O contrário do contrário, apenas.
Tio
Dô vinha a sabendas, porém, sob dever de lei, não a especular
ofícios desossados. Dizia-os: — “Mariolas. Mais inventam que
entendem.” Instruía-me do malconceito deles, povo à toa e
matroca, sem acato a quaisquer meus, seus e nossos, impuros de mãos.
Do
Ão, por exemplo, chegara mensageiro secreto, recém-quando. Caso de
furto. E tendo eles arranchado lá — por malino acréscimo de
informação. Estes mesmos, no visível espaço: as calins que
cozinhavam ou ralhavam na gíria gritada, o cigano Roupalimpa
passando montado numa mula rosilha, as em álacre vermelho raparigas
buena-dicheiras. Loucos, a ponto de quererem juntas a liberdade e a
felicidade.
Tio
Dô ia agir, com prazo e improrrogo. Ele pesava tristonho, na
ocasião; não pela diligência de rotina, mas por fundos motivos
pessoais. Eu também. Fitávamos as barracas, sua frouxa e postiça
arquitetura. A gente oscila, sempre, só ao sabor de oscilar. Ainda
mal que, no lugar, a melancolia grassava.
Tio
Dô disse-lhe: — “Amigo, vamos abrir o A?”
Prebixim
elevou e baixou os braços — o colete de pessoa rica. — “Meu
gajão delegado... Sou não o capitão-chefe. Coisa de borra que
sou... Que é que eu tenho comigo?” — questão contristada,
estampido de borboleta em hora de trovão.
— “Você
é o calão nosso amigo.”
Prebixim
contramoveu-se, relançou-me um olhar. Aprumara seu eixo vertebral,
sorria por todos os distritos do açúcar.
— “Você
hoje está honesto?” — Tio Dô aumentou.
— “Hi,
gajão meu delegado... Mesmo ontem, se Deus quiser... Deus e o meu
São Sebastião!...” Assentia fácil e automático, como os
ursos; dele emanava porém uma boa-vontade muito sutil, serenizante.
— “Pois,
olhe, estão faltando coisas...”
Nenhum
oh, nem um ah. — “Quand’onde?” — fez. Sério. Dera
um espirro para trás? As barracas eram quase todas cônicas, como
wigwams, uma apenas trapezoidal, maior, em feitio de barracão, e
outra pavilhãozinho redondo, miniatura de circo. — “Lilalilá!”

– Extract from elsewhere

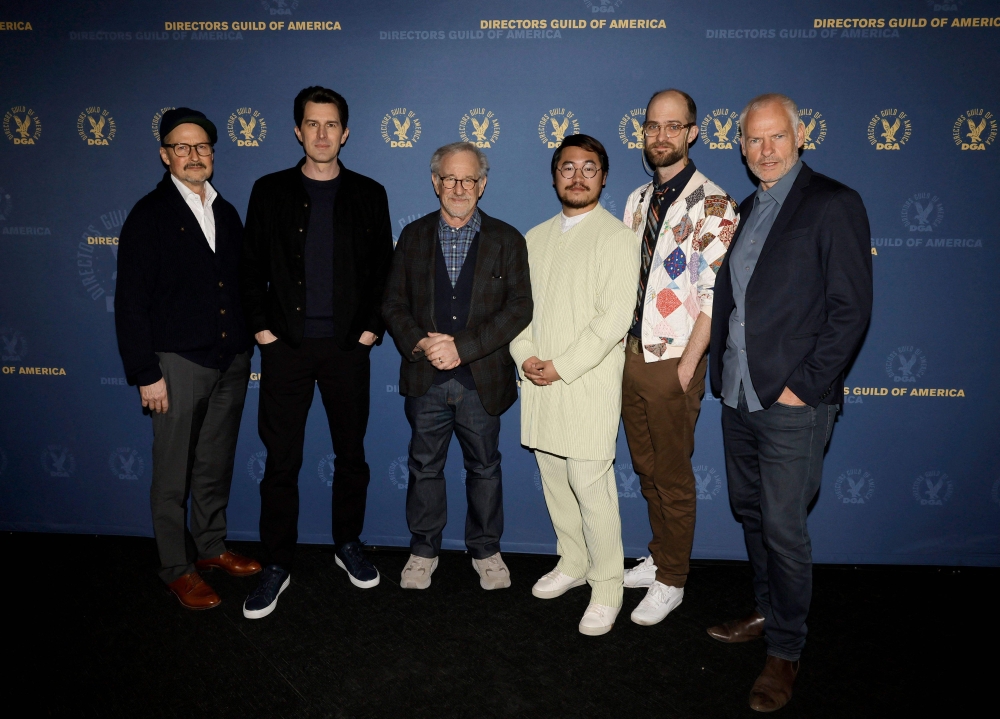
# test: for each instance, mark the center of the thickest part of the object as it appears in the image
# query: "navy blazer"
(809, 300)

— um chamado alto de mulher, com três sílabas de oboé e uma de
rouxinol.
— “No
Ão” — Tio Dô quebrou a pausa, homem de bom entendimento.
— “Esta,
agora!” — e o outro balançou, sabiamente sucumbido; já era
a virtude em ato, virtude caída do cavalo. Mas simples sem cessar,
na calma e paz, que irradiava, felicidade na voz.
— “Essas
ideias enchendo as cabeças...” — falou, a si, sem sentir-se
da sobrevença no que lhe dizia desrespeito. Tio Dô o encarava,
compacto complacente. Prebixim desenhou no ar um gesto de príncipe.
— “Ô tamanho de diabo!” — falara a ponto, de suspiro
a solução. Pedia espera, meio momento. Fazia vista.
E
já lá: — “Ú, ú, ú!” — convocava os outros,
cataduras, o cigano Beijú, capitão, o cigano Chalaque, de bigodes à
turca ou búlgara. Debatiam, em romenho, dando-se que ásperos, de se
temer um destranque. Calavam ora em acordo, entravam a uma das
barracas.
Tio
Dô olhara aquilo e contemplara. — “Podia ser tocador de
sanfona...” — comentou, piscou amistoso.
— “Tenho
em mercê...” — Prebixim, bizarro, cavalheiro, entregava a
Tio Dô o relógio de prata, como se fosse um presente. — “É
fifrilim, coisa de nada...” — calava o que dava, com modéstia
e rubor. Outros objetos ainda restituía; oferecia-os, novo e honesto
feito alface fresca.
Entressorriram-se
ele e Tio Dô, um a par do outro, ou o que um sábio entendendo de
outro. — “Eta! eta! eta!” — coro: as mulheres
aplaudiam a desfatura, com mais frases em patoá. Ele era delas o
predileto. Meninos pulavam por todos os lados. Passou-me um elefante
pelo pensamento. Tio Dô tossiu, para abreviar o instante.
— “Saúdes,
estar...” — e Prebixim curvava-se, cruzadas rápidas as
pernas, no se despedir, demais, por ter cabeça leve, a fina arte da
liberdade.
Mais
paz, mais alma, de longe ainda olhávamos, aquelas barracas no capim
da vargem. — “O ofício, então, era esse?” — falei,
tendo-me por tolo.
Ave,
que não. Devia de haver mesmo um outro, o oculto, para o não-simples
fato, no mundo serpenteante. Tinha-o, bom, o cigano Prebixim,
ocupação peralta. Ele, lá, em pé, captando e emitindo, fagulhoso,
o quê — da providência ou da natureza — e com o colete verde de
inseto e folha.
Dizia
nada, o meu tio Diógenes, de rir mais rir. Somente: — “O que
este mundo é, é um rosário de bolas...” Fechando a sentença.